I was born in 1981 in Webster Springs, West Virginia where my parents were living as farmers as part of the “back to the land” movement. I grew up in Pensacola, Florida. Now I live in Brooklyn. I spent most of the past two decades making music. Now I make paintings. There is no particular reason why.
For titles, sizes, et cetera et cetera:
About My Paintings:
Most of my paintings are titled for the date described in the scene as rendered in the French Republican Calendar. In the 1790’s the Republican Calendar was invented (and briefly adopted officially) as a way to re-order the dates and months of the year in a decimal-based system exalting nature. This calendar was designed to sever dependence on what its creators viewed as a superstitious and illogical view of time.
In the following centuries theoretical physics has also been intermittently unveiling its own revision of time. In 1905, Einstein published a letter predicting that a clock would run slightly slower on the floor than one on a table nearby, a result that has been confirmed again and again in experiments using extremely precise atomic clocks that were not invented until the second half of the 20th century. These results prove that, because of gravity, time passes differently at different locations in the universe.
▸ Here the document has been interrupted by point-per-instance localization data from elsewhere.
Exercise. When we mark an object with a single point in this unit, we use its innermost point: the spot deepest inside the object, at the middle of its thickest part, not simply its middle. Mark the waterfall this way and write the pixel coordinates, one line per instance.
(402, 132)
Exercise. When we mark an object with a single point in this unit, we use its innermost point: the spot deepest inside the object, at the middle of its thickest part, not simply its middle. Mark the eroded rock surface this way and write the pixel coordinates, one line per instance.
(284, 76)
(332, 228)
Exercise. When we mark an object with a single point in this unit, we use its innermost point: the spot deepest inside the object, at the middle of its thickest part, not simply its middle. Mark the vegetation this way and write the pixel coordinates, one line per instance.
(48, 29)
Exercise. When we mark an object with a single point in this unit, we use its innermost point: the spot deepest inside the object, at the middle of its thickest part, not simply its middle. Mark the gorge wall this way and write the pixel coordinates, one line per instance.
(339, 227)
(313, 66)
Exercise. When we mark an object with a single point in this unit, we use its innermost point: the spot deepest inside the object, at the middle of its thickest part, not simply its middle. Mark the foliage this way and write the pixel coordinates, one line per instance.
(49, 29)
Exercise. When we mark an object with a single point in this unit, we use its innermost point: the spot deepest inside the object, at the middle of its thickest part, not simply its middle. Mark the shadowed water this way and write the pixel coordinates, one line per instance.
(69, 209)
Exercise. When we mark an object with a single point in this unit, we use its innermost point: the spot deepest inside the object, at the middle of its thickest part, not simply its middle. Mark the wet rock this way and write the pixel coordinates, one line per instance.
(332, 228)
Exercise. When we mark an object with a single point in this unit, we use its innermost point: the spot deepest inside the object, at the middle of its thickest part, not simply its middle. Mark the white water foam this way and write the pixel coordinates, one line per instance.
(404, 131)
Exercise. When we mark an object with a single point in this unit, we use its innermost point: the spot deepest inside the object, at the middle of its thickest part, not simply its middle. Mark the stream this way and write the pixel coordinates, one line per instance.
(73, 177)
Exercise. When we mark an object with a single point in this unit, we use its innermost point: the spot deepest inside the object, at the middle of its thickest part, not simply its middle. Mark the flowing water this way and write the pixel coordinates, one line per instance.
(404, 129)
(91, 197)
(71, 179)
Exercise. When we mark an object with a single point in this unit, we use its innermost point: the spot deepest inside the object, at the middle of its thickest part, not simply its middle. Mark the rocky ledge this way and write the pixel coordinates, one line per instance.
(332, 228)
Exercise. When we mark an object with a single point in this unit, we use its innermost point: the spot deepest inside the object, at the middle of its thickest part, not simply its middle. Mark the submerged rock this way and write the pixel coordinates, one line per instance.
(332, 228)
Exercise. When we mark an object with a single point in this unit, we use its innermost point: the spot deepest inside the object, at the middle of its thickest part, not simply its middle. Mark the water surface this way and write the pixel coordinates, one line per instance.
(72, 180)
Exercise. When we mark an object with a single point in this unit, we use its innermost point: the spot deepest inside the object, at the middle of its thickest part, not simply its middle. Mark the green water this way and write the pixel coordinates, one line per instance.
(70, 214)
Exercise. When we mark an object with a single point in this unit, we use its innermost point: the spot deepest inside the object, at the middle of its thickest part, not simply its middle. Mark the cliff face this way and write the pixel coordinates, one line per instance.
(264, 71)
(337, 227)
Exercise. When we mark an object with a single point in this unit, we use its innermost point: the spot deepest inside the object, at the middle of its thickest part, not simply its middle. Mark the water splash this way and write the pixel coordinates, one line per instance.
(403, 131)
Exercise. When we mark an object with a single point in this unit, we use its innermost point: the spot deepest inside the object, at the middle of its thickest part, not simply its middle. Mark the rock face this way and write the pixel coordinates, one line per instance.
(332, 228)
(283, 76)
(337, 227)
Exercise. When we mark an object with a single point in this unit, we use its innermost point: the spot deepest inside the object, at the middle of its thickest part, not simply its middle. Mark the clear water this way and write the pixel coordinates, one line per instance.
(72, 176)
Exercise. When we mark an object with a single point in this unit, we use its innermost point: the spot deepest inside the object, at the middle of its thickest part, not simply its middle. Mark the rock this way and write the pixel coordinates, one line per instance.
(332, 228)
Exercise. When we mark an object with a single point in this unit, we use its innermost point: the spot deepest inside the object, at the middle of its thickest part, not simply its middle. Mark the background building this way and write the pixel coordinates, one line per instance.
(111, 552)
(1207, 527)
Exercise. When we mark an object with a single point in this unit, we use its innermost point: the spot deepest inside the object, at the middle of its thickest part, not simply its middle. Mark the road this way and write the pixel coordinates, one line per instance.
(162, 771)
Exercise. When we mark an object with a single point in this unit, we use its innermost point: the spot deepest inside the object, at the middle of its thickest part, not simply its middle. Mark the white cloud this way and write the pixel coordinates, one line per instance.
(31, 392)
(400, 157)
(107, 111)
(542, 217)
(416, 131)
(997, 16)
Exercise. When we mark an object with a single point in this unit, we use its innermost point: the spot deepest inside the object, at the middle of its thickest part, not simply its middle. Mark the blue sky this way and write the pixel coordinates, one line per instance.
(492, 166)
As it happens, my studio is in the basement where time passes slightly slower than in my apartment upstairs. The difference is very slight indeed, only a few nanoseconds (there are as many nanoseconds in one second as there are normal seconds in 31 years) yet that difference (which is gravity itself) finds its way into my paintings of people and photons and clouds of indeterminacy. How could it not?
I paint the things I do in order to ask the same questions as the theoretical physics I allude to above: Where does the difference between the past and future come from? What is the nature of matter? In what ways are the things in the world actually events? How is truth made from observation?